# rechargeable battery charger + shaver?



## peejay (May 10, 2005)

Hi,

We are dependant quite a bit on rechargeable AA + AAA batteries for the digital camera, sw radio, walkie talkies etc etc and don't use mains electricity much when touring, can anyone recommend a good quality 12v charger that you can plug in the cigar lighter and charge the batteries while we're travelling, it needs to be one that doesn't take ages to reach full charge like the mains ones do (well, mine does). 
Also, is there such a thing as a rechargeable shaver that can be topped up in the same way when travelling?

pete.


----------



## MOTORHOMER (May 9, 2005)

peejay said:


> Hi,
> 
> We are dependant quite a bit on rechargeable AA + AAA batteries for the digital camera, sw radio, walkie talkies etc etc and don't use mains electricity much when touring, can anyone recommend a good quality 12v charger that you can plug in the cigar lighter and charge the batteries while we're travelling, it needs to be one that doesn't take ages to reach full charge like the mains ones do (well, mine does).
> Also, is there such a thing as a rechargeable shaver that can be topped up in the same way when travelling?
> ...


Hello pete,

Yes there is. Himself had one for years even as long ago as tenting days. 
His one before last gave up the first morning of hour devon meet with the other site & our hols. Couldnt get one initially while we were away & he had to grow a beard. Prickly. Managed to get one in a little chemist in Lynton. Then went to the show Shepton mallet on way home & they were selling them cheap. Try Boots Chemist but the larg branches or camping shops etc. Will pop upstairs & see if I can find what make it is

Motorhomer


----------



## MOTORHOMER (May 9, 2005)

Hello Pete


It is a Braun make.


Motorhomer


----------



## Don_Madge (May 1, 2005)

Hi Pete,

We had the same problem when we were charging everything by 12 volt.
When my 12v rechargable razor packed up and I was having difficulty replacing it we decided to change to a 150 watt inverter (less than £20 from Maplins).

One big problem with charging via 12 volt was the time it took to get a full charge on anything. That's all in the past since we bought the inverter.

We have two mobiles, laptop, digital camera, shaver and hair clippers.

When running the laptop from the inverter I take the battery out.

We have two 85 amp batteries which get topped up by a 60 watt solar panel when we are not on the move.

Don


----------



## 91929 (May 1, 2005)

*shaver battery charger*

The battery charger supplied with any item is designed to give a rated current to the battery.
The time taken depends upon the battery capacity in Ampere Hours (read MilliAmpere for shavers)

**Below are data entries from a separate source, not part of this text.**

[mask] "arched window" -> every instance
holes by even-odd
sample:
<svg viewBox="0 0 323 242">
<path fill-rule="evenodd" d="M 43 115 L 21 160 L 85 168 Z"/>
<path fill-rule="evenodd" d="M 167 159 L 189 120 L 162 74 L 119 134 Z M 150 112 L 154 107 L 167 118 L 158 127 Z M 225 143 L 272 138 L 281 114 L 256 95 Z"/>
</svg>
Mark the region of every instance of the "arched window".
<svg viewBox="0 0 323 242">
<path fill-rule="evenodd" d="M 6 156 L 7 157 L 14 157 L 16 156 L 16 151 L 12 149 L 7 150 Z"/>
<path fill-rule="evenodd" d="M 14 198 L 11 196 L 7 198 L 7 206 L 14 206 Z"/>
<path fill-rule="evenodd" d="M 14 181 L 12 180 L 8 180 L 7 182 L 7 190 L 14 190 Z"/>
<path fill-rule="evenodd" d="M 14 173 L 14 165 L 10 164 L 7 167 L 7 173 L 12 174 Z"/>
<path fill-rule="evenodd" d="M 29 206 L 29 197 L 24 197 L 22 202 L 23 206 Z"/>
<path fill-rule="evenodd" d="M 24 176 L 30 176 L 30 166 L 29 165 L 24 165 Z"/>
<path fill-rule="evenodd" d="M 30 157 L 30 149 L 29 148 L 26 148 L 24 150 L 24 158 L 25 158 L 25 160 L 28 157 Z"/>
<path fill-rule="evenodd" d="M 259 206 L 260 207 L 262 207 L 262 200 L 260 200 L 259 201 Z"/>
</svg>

To charge the battery at a higher rate you risk reducing the battery life.
In the old lead acid types the battery plates would buckle and short out.

Just ask the duty seargent who pulled the night shift from the beds they had just retired to. Then asked the day shift to recharge his new battery.
It didnt like a 100A charge & was duff within 2 Hours of charge. Oh he couldnt drive home at the end of his shift,


----------



## Hymer634 (May 9, 2005)

Take a look at :

http://www.strikalite.co.uk/

huge range of batteries and chargers.

Alan


----------



## peejay (May 10, 2005)

Thanks for all the replies,

seen a 12v uniross charger on alans(hymer634) link for £30, looks ideal for the job, think i'll go for that. (cheers alan).

pete.


----------



## RobMD (May 9, 2005)

Another useful site:-

http://www.7dayshop.com


----------



## MOTORHOMER (May 9, 2005)

RobMD said:


> Another useful site:-
> 
> http://www.7dayshop.com


Hello Rob MD

I have used this site many times. definately reccomend them.

Motorhomer


----------



## peejay (May 10, 2005)

Great stuff Rob!

Just ordered the same uniross charger as mentioned earlier for £17.99, thats 12 quid cheaper than the strikalite site!

pete.


----------



## fjmike (May 10, 2005)

I bought a realy nice one from Asda a couple of months ago. The make is Hama and it will charge using mains or 12 volt.


----------



## RobMD (May 9, 2005)

I've used 7dayshop.com a few times in the past and found them reliable. Hope you find them OK as well!!


----------



## 88724 (May 9, 2005)

Hi 

Just wondered why the earlier poster removed the battery from his laptop while running it, why not leave on to charge?

Can understand tenter's user teeny batteries they have no choice, its a bit like being lumbered with camping gaz.

Mains is far easier and more reliable, and with invertors costing under £20 removes an awful lot of problems.

Having one running while driving and it costs you nothing in leisure power.

George


----------